Finding Your First Financial Adviser After 50
It's not too late to connect with a savvy money pro
You’ve heard about financial advisers your whole adult life, professionals who reputedly combined the know-how of accountants with the money wizardry of seasoned investors. So how come you’ve never been to a financial adviser?
The possible reasons are many.
Why People Don't Hire a Financial Adviser
“I think some folks believe they’ll be sold something they don’t need,” said Sterling Raskie, instructor of finance at the University of Illinois Urbana-Champaign. Others, Raskie said, may be apprehensive about dealing with their finances. In addition, “some are afraid a financial adviser might be too expensive, while others may not know where to look for one,” Raskie added.
People put off going to a financial adviser for “the same reason I put off doing my taxes: It’s boring and sometimes painful,” said Taylor Schulte, a Certified Financial Planner and founder of Define Financial in San Diego. “A research group once described financial planning as feeling like a mix between a dental visit, math class and marriage therapy.”
“We often hear something along the lines of, ‘I've made it this far without a financial adviser, why do I need you now?’” Schulte said. “After 30 years of managing their own finances, it's not always easy to turn the keys over.”
What a Financial Adviser Does and Charges
A recent Northwestern Mutual survey found that nearly seven in 10 Americans say they don’t have a trusted money adviser. And almost half (45 percent) don’t know where to get the help they need.
Ready to get a financial adviser? First be sure you understand what a financial adviser is and does. “For some, a quick talk with their broker counts as seeing a financial adviser. I disagree,” said Eve Kaplan of Kaplan Financial Advisers in Berkeley Heights, N.J.
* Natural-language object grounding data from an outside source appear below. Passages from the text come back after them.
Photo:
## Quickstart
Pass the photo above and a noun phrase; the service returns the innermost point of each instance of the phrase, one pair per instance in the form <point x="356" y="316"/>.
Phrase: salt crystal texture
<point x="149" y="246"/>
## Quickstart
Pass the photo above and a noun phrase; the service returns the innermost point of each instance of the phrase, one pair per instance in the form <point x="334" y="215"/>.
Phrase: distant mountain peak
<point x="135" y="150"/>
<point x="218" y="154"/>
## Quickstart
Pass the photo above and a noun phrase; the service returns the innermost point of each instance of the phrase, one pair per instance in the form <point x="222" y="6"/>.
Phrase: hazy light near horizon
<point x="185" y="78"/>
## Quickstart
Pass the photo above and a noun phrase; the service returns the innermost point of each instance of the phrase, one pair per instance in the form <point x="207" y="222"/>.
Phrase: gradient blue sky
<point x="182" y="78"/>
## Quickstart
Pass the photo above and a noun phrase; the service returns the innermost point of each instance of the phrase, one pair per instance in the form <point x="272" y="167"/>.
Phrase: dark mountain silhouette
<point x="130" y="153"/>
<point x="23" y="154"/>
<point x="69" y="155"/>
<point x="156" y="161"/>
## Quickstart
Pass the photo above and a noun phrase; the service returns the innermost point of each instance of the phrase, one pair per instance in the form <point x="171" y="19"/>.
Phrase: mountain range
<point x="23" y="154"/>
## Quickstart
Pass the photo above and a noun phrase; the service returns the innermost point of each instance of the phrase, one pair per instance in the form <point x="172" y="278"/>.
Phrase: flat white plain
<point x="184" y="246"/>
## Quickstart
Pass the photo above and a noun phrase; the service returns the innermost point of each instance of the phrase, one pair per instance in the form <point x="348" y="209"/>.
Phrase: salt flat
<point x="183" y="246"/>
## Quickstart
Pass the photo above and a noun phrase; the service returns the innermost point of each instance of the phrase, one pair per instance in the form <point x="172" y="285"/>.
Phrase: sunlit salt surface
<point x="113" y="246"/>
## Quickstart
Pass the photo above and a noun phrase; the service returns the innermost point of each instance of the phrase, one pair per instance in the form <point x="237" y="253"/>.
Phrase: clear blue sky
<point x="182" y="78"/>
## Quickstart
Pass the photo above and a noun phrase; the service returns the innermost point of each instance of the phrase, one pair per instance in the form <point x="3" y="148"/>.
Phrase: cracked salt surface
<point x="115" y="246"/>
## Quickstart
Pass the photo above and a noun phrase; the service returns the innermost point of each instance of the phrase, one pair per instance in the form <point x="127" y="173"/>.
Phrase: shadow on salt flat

Financial advisers should help you map a money plan based on your goals, discuss asset allocation options for your investments and help keep you on track with your plan. He or she shouldn’t try to predict the market or forecast precise returns on your investments.
Advisers generally charge a flat fee (either hourly or based on the percentage of your assets the adviser handles), earn a commission on products sold or work for some combination of the two. It’s important to decide what compensation arrangement meets your needs and your best interests.
Why People Look for Advisers After 50
A major life event often triggers someone over 50 to call a financial adviser for the first time: a death in the family, a divorce or an inheritance, for example.
The accountant of a retired couple recently referred them to Schulte after the husband’s mother died. “For the first time in their life, they had a seven-figure account balance. Along with cash distributions and retirement accounts, they also inherited fractional shares of both commercial and residential real estate,” he said. “The number of moving parts urged them to contact a professional to be sure they made smart decisions.”
In other cases, impending retirement is reason enough. “After 50, some folks are done funding college and they suddenly realize retirement looms – and perhaps they are woefully unprepared,” Kaplan added.
Bouncing From One Adviser to Another
Rita Jensen, of New York City, first saw a financial adviser a few years ago, after turning 66. “I had just sold my co-op and was flush with cash,” she said. “I wanted expert advice. I didn’t do it before because I was distracted: work, kids and so on.”
But Jensen wasn’t pleased with the firm. “What they really offered was to advise me for all sorts of fees to keep my crucial documents in their vault and then invest my money for me. Which they delegated to another firm. I was underwhelmed.”
Jensen found one adviser at her bank, “a youngish man … I think he churned my account, because it never really grew,” she recalled. “I got annoyed when he and his team couldn’t estimate for me how much my RMDs [required minimum distributions from retirement plans] would be.
Then she had a financial adviser from another bank. That didn’t work out well either. “I just picked her from the phone book because her office was near my office. I kind of liked her, an older woman, and I felt she looked out for me. But a large portion of my savings was in money markets and I didn’t really experience any growth.”
Jensen eventually found what she thinks is reliable adviser — through her niece. “I hope this one works out okay,” she said. “I am so busy that and so poorly informed that I just look at the bottom line once in a while and check that I haven’t lost money and hope I actually gained. But at least my current adviser was able to accurately estimate my RMD.”
Locating Local Financial Advisers
Discount brokerage houses such as Vanguard and Schwab will offer financial advice, but to find a self-employed adviser or small firm you can use your ZIP code to search the sites of the Certified Financial Planner Board or The National Association of Personal Financial Advisors, a group of advisers who charge fees and don’t take commissions on financial products.
Once you have the names of a few potential advisers (you might ask your friends and family for ones they’ve been happy using, too), you’ll next want to vet them to match your comfort level, goals and wallet.
Generally financial advisers hold designations that reveal much about their expertise. For example, a Certified Financial Planner (CFP) designation means the adviser passed requirements of the Certified Financial Planner Board of Standards. A Chartered Financial Consultant (ChFC) designation requires at least three years’ experience in the financial industry before passing finance courses at The American College.
You can vet an adviser using tools on the sites of the U.S. Securities and Exchange Commission or FINRA.